Porady

Edyta uczy: Słowo na jutro - Nomadyzm

Idzie nowe. Nowy rok a wraz z nim nowe trendy, nowy rozdział pojawi się również na naszym blogu. Zajmiemy się tutaj analizą trendów obecnych, ale również tych, które pojawią się w ciągu najbliższych dwóch a nawet pięciu lat. Wspólnie zastanowimy się skąd wiemy, co będzie trendy i dlaczego właśnie to, a nie co innego. Co powinniśmy obserwować i jak interpretować znaki oraz sygnały, jakie daje nam otaczający nas świat. Opowiemy Wam o nowościach rynkowych, targach wnętrzarskich, najlepszych projektantach i wizjonerach, których projektami otaczamy się na co dzień. Dowiecie się również, jak samemu osiągnąć designerskie wnętrze, zanim jeszcze nowości wnętrzarskie pojawią się na rynku. A same zrobicie to z pewnością dużo taniej…

Li Edelkort, jedna z 25 najbardziej wpływowych osób w świecie mody przepowiada koniec kapitalizmu, jaki znamy. Oczywiście są to przepowiednie dalekosiężne ale wielkie koncerny i fabryki zamawiają takie analizy na 20 lat wcześniej niż dany produkt zostanie wyprodukowany. Przewidywaniem naszych gustów zajmuje się od ponad 30 lat. I ma opinię nieomylnej. W wywiadach Li opowiadała, że dostaje również zlecenia na opisanie trendów, jakie będą obowiązywać za kilka dekad. Praca trenwatchera to uważne śledzenie wydarzeń, rankingów, niezliczone podróże w najodleglejsze zakątki świata, odwiedzanie targów, uczestnictwo w konferencjach, a następnie analiza i wysnuwanie wniosków w drodze wielopoziomowej dyskusji.  Swoje przepowiednie przedstawia w tak zwanych Trend Book. Podkreśla wyraźnie, iż powróciły wielkie, monumentalne formy. Wiele jest w relacji do art deco, w duchu Bauhausu, generalnie to właśnie powraca, także jeśli mowa o dekoracji. Ponadto jest również odrodzenie antyku, odnowienie tego typu architektury. Wraca też Memphis, kolor.
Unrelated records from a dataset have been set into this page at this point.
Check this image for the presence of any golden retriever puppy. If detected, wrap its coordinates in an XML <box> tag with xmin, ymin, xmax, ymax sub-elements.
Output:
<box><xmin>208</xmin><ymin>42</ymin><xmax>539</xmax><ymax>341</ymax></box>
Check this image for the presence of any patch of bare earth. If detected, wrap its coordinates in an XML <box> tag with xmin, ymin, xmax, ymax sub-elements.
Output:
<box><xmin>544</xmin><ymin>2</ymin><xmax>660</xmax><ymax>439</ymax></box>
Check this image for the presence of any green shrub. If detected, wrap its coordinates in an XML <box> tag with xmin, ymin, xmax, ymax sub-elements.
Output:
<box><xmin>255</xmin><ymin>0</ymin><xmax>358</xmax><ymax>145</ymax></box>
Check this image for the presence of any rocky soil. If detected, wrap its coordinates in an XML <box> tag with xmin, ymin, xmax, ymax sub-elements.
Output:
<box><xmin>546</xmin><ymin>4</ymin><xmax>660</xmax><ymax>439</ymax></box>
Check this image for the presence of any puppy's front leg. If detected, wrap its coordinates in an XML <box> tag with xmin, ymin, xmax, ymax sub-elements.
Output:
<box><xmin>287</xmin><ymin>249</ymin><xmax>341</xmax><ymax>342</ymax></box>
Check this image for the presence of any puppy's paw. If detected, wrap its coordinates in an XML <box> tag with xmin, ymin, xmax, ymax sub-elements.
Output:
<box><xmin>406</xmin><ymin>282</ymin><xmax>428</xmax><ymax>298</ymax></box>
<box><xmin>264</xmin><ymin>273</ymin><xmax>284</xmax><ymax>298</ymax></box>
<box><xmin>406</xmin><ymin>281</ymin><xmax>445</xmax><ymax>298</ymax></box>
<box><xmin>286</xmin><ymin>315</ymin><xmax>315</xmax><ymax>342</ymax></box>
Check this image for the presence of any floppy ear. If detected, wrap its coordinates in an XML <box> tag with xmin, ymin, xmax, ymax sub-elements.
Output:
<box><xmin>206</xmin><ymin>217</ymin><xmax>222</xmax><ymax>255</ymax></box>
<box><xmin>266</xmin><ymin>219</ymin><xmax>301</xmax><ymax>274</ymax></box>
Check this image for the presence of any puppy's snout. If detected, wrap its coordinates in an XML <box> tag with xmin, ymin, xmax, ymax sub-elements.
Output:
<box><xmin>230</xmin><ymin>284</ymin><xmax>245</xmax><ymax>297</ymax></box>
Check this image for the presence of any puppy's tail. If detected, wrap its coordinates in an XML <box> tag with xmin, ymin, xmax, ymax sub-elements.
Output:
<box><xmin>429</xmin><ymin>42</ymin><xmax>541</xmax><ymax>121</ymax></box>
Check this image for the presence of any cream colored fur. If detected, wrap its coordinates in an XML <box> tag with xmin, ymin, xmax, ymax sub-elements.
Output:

W wywiadzie  z Joanną Ziółkiwicz odkrywa co zaobserwowała :

A co się zmieni w projektowaniu wnętrz? Zmiany we wnętrzach będą związane z naszym nomadyzmem. Kieszonkowe książki, smartfony. Już nie musimy być gdzieś by coś robić. Nie musisz mieć biura by pracować, możesz pracować siedząc w ogrodzie albo we własnym łóżku, możesz być gdzie chcesz. To nas także uwalnia mentalnie, zaczynamy pytać samych siebie: dlaczego siedzę wciąż przy tym samym stole? To wprowadza w ruch nasz umysł. Stajemy się bardziej nomadyczni, mobilni w ogóle. To może też oznaczać na przykład, że będziemy spać w wielu różnych miejscach mieszkania, niekoniecznie tylko we własnym łóżku, może też w pokoju dziennym albo w szafie albo nawet w kuchni. Będziemy bardziej elastyczni, będzie więcej puf, niskich stolików, przenośnych lamp (latarenek), będziemy mieszkać w domu tak jakby był to namiot. A jeśli chodzi o kolory? Nie widzę jakiegoś jednego dominującego. Generalnie będzie bardziej kolorowo. Więcej kolorów drewna, nie tylko jeden brąz, ale wiele odcieni. Jest większa dowolność. Mocny jest żółty, pomarańczowy...Szarości? Też, ale bardziej kolor betonu; szarość bliżej brązu, także czerwień.
I jest też dużo metalu, zwłaszcza miedzi. To ciekawe, szukałam prezentów przed Bożym Narodzeniem i zobaczyłam pióro. Było w kolorze miedzi, piękne niczym biżuteria. Przewidziałam ten trend i oto wpadłam we własne sidła! Nie mogłam się oprzeć, chciałam mieć to pióro... ale dlaczego miedziane, a nie złote? Nie wiem...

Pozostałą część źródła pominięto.